Dopo giornate caratterizzate da condizioni atmosferiche molto diverse tra loro, l’attenzione degli esperti torna a concentrarsi sull’evoluzione del quadro meteorologico europeo. Quando masse d’aria con caratteristiche opposte entrano in contatto, gli equilibri dell’atmosfera possono cambiare rapidamente, dando origine a fenomeni intensi in grado di interessare vaste aree del continente nel giro di poche ore.
È proprio in queste situazioni che il monitoraggio delle condizioni meteo diventa fondamentale. L’evoluzione delle perturbazioni e dei contrasti termici può infatti determinare la formazione di eventi anche molto violenti, con ripercussioni sulla circolazione, sulle attività all’aperto e sulla sicurezza delle persone. Le prossime ore saranno caratterizzate da un contesto di forte instabilità che coinvolgerà numerosi Paesi europei, con effetti che interesseranno anche parte dell’Italia.
Leggi anche: Maltempo Italia, alluvione! Il fiume ha tracimato
Lo scenario meteorologico sull’Europa
Secondo il quadro meteorologico descritto dal Centro ESTOFEX, l’Europa si prepara ad affrontare una fase di marcata instabilità, favorita dall’interazione tra una profonda saccatura presente sul mare di Norvegia e un promontorio baroclino, configurazione destinata a creare un intenso gradiente in quota tra il Nord-Ovest del continente e le regioni centrali.
Questo contrasto atmosferico favorirà la nascita di temporali particolarmente intensi, alimentati da condizioni favorevoli allo sviluppo di sistemi convettivi organizzati. Le previsioni indicano la possibilità di fenomeni accompagnati da raffiche di vento molto forti, grandinate e, in alcune aree, anche dalla formazione di tornado.

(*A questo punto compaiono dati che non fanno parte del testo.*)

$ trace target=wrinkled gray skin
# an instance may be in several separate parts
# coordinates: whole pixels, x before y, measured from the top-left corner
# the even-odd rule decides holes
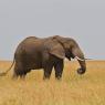
[[[83,52],[78,44],[71,38],[62,38],[59,35],[45,39],[30,36],[23,40],[17,48],[14,53],[14,74],[13,77],[24,77],[31,70],[43,69],[43,78],[50,78],[52,67],[55,70],[55,77],[62,77],[64,59],[74,59],[75,56],[84,60]],[[85,60],[80,61],[81,69],[78,74],[86,71]]]

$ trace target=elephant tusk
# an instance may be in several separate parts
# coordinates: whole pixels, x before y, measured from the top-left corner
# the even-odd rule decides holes
[[[78,56],[75,56],[75,59],[77,59],[77,60],[80,60],[80,61],[85,61],[85,60],[83,60],[83,59],[80,59]]]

Tra le zone considerate maggiormente esposte figura la Germania settentrionale, dove il Centro ESTOFEX ha emesso un livello 2 di attenzione. Secondo il bollettino, il rischio principale riguarda la possibilità di raffiche di vento da severe a distruttive, favorite dalla rapida evoluzione di un sistema temporalesco alimentato da elevati valori di energia disponibile e da un marcato wind shear.

Le aree più esposte ai fenomeni estremi
Le condizioni di instabilità non riguarderanno soltanto la Germania. Il Centro ESTOFEX ha infatti emesso un livello 1 anche per alcune aree di Norvegia e Svezia, dove viene segnalato un rischio di tornado isolati, oltre alla possibilità di raffiche intense, grandinate e precipitazioni abbondanti.
Secondo l’analisi riportata nel bollettino, la presenza di un settore caldo e instabile potrebbe favorire lo sviluppo di supercelle, strutture temporalesche caratterizzate da una marcata rotazione delle correnti ascensionali e considerate tra i fenomeni più intensi in ambito convettivo.
Un ulteriore livello 1 è stato inoltre indicato per alcune zone della Russia occidentale, dove le previsioni evidenziano il rischio di grossa grandine, piogge intense e forti raffiche di vento.

Il rischio temporali in Italia
L’instabilità atmosferica non resterà confinata al Centro e al Nord Europa. Gli effetti della configurazione prevista interesseranno anche parte dell’area mediterranea, con un rischio di temporali segnalato anche per l’Italia.
La mappa elaborata dal Centro ESTOFEX mostra infatti segnali di instabilità su ampie porzioni del territorio nazionale. In particolare, le linee gialle evidenziano una probabilità di fulminazioni e di attività convettiva distribuita lungo la penisola, dal Nord al Sud, con una maggiore incidenza nelle aree montuose.
Secondo le previsioni, i contrasti termici generati dal passaggio della perturbazione alle latitudini più elevate potranno favorire la formazione di temporali sparsi, soprattutto nelle zone maggiormente esposte all’afflusso di aria umida e instabile.
Pur non essendo previsto un livello 1 o livello 2 di allerta specifico per il territorio italiano, il quadro descritto dagli esperti invita comunque alla prudenza. Le condizioni locali potrebbero infatti favorire lo sviluppo improvviso di rovesci, intensa attività elettrica e fenomeni temporaleschi localmente significativi, rendendo necessario seguire con attenzione l’evoluzione della situazione meteorologica nelle prossime ore.